Marriage. All groups except Creoles and Mulattoes have ethnically endogamous ideologies of marriage. Sino-Mauritians forge economic alliances between clans through marriage, and their pattern of postmarital residence is patrilocal or neolocal. Hindus are endogamous at the level of caste and are generally patrilocal (but increasingly neolocal in urban settings). Muslims are endogamous at the level of religion; they accept marriages with non-Muslims provided the outsiders convert to Islam. They are also patrilocal, at least at the level of ideology. Memons and Surtees are endogamous in principle, but they are too few to practice this consistently. Franco-Mauritians are endogamous at the level of race; aristocrats further tend to reject marriages with commoners. Postmarital residence is usually neolocal. Mulattoes and Creoles have no strong endogamous ideologies, but marriages with people with lighter skins are favored. The last two groups favor "love matches," whereas the other ethnic groups tend to favor marriages organized by the kin group. The divorce rate is low among all ethnic groups. Muslims and Hindus sometimes acquire wives from India.

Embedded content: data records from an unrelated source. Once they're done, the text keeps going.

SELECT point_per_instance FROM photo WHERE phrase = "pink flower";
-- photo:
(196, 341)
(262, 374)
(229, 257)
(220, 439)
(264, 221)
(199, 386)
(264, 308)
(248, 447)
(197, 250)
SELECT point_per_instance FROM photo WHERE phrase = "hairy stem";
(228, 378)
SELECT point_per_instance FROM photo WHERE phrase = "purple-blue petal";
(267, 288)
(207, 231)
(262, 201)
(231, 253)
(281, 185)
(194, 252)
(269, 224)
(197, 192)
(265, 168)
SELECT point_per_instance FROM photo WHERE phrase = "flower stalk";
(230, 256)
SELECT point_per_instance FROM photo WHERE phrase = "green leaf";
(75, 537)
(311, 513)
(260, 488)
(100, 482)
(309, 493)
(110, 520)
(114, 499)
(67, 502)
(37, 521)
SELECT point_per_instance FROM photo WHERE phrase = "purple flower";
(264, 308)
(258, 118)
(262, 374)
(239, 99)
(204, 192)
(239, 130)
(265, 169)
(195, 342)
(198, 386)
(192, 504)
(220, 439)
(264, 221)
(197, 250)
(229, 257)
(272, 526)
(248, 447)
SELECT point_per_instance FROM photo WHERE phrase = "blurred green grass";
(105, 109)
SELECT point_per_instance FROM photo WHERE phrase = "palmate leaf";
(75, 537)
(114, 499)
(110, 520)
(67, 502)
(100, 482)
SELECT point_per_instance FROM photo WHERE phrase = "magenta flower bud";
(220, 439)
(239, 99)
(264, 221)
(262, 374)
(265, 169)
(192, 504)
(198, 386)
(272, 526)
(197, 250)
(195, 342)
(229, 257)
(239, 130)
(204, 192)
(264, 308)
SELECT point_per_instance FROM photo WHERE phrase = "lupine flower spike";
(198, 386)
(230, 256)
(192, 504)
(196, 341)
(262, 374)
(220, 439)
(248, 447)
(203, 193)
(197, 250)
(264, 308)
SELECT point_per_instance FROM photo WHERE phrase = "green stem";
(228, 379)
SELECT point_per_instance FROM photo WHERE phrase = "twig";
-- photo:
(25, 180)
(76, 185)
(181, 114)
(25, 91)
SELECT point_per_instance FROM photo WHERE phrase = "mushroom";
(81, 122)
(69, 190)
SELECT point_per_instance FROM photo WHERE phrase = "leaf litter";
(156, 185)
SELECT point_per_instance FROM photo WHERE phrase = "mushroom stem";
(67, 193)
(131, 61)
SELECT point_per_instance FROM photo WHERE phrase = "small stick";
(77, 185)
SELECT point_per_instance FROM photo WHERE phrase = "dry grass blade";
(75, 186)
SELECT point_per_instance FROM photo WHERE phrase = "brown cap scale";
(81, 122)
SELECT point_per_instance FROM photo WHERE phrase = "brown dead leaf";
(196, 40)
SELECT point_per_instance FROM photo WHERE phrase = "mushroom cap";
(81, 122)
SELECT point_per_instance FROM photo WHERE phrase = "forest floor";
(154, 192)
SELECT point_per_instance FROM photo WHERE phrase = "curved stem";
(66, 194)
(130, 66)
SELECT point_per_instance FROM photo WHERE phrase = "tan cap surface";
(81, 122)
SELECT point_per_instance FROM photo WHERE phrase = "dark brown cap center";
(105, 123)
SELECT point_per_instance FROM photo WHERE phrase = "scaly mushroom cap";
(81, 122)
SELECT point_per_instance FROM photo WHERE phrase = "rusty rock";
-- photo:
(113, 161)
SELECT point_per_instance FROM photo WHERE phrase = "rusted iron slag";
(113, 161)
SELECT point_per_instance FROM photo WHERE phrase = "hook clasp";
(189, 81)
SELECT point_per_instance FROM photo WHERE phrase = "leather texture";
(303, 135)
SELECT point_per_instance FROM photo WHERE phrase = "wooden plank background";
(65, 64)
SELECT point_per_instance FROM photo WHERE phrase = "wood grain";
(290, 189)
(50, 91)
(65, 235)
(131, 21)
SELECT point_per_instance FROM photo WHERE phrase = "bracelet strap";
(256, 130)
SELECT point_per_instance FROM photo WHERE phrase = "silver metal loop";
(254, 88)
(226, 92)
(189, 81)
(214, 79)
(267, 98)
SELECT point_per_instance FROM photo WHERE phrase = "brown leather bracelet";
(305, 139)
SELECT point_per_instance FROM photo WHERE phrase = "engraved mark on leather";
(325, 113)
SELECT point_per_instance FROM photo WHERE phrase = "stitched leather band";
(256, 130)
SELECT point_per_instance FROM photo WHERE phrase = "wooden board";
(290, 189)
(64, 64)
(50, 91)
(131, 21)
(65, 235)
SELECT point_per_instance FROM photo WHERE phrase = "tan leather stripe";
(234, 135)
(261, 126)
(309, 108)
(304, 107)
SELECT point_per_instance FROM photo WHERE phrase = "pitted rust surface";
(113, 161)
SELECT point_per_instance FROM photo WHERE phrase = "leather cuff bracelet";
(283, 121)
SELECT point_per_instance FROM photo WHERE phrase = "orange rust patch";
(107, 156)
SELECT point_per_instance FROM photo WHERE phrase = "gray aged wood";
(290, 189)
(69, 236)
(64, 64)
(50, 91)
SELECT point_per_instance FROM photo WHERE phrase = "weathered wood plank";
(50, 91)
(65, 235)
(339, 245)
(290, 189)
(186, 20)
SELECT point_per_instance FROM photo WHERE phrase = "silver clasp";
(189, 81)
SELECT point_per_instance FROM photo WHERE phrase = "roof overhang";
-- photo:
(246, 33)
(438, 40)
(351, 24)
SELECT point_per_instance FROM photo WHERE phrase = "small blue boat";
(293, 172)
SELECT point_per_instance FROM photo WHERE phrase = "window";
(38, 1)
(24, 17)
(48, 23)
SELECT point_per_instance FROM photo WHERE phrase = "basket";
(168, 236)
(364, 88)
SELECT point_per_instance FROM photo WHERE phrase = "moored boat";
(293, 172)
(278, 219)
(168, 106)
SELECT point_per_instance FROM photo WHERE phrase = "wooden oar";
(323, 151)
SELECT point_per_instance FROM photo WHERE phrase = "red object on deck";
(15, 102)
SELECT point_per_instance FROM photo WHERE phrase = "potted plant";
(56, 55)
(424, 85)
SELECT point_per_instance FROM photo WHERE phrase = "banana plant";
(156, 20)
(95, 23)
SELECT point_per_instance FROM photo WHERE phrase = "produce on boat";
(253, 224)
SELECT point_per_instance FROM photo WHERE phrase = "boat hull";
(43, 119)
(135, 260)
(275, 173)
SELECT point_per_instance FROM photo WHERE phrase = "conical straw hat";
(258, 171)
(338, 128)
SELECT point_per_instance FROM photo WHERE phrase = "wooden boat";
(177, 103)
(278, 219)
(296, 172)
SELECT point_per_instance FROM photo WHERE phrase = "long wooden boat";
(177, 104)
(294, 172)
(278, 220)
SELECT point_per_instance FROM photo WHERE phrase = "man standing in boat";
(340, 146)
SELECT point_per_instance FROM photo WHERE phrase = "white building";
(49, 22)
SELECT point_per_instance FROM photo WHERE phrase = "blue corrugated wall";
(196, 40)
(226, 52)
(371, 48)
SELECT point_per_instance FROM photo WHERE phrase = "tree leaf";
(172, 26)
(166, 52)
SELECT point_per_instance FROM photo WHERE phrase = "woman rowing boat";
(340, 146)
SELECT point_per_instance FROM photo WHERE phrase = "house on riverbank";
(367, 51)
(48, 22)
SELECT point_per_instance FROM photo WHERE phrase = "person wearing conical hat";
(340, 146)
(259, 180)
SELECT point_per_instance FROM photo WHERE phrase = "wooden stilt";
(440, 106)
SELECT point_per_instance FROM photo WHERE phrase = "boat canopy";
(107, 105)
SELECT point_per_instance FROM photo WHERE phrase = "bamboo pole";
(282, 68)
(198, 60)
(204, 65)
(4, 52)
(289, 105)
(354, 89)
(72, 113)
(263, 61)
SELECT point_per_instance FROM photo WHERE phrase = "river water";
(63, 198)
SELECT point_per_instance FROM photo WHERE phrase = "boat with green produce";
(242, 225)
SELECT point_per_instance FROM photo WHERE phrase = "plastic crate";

Domestic Unit. The nuclear family is the norm among Franco-Mauritians, Creoles, and Mulattoes and is an increasingly common form among all urbanites. The average couple countrywide has two children; the number is slightly higher in rural areas and among Muslims. The largest extended families are rural Hindu and Creole families, where the nuclear family forms the core. The former may include the head of household's mother, unmarried siblings, and cousins. The latter may include relatives on both the husband's and the wife's side. Joint families are rarer but they do occur, particularly among Hindus. Nearly all heads of households are men.
Inheritance. Land is as a rule inherited by the oldest son in all ethnic groups. Creoles and Sino-Mauritians have practically no vested interests in land. Other means of production (shops, factories, etc.) are also usually inherited by the oldest son. All other property is partible and can be inherited by daughters as well as by sons. The strongest bilateral tendency in this respect is found among the Creoles. Caste is still important among Hindus, particularly in the three highest varnas (Brahmans, Rajputs, and Vaisyas).
Socialization. Patterns of socialization vary interethnically. Although fathers are expected to be harsh and mothers are expected to be loving in all ethnic groups, the authority of the father is strongest among Hindus, Muslims, and Franco-Mauritians. Among Creoles, the mother alone is responsible for primary socialization. Schools are ethnically mixed, and school attendance is nearly universal from 6 to 13 years. An important rite of passage in contemporary Mauritius is the passing of the certificate of primary education (CPE), since education is universally granted great importance. The literacy rate is about 85 percent. Mauritius has a small university, but many go abroad (to France, Britain, and India) for higher studies.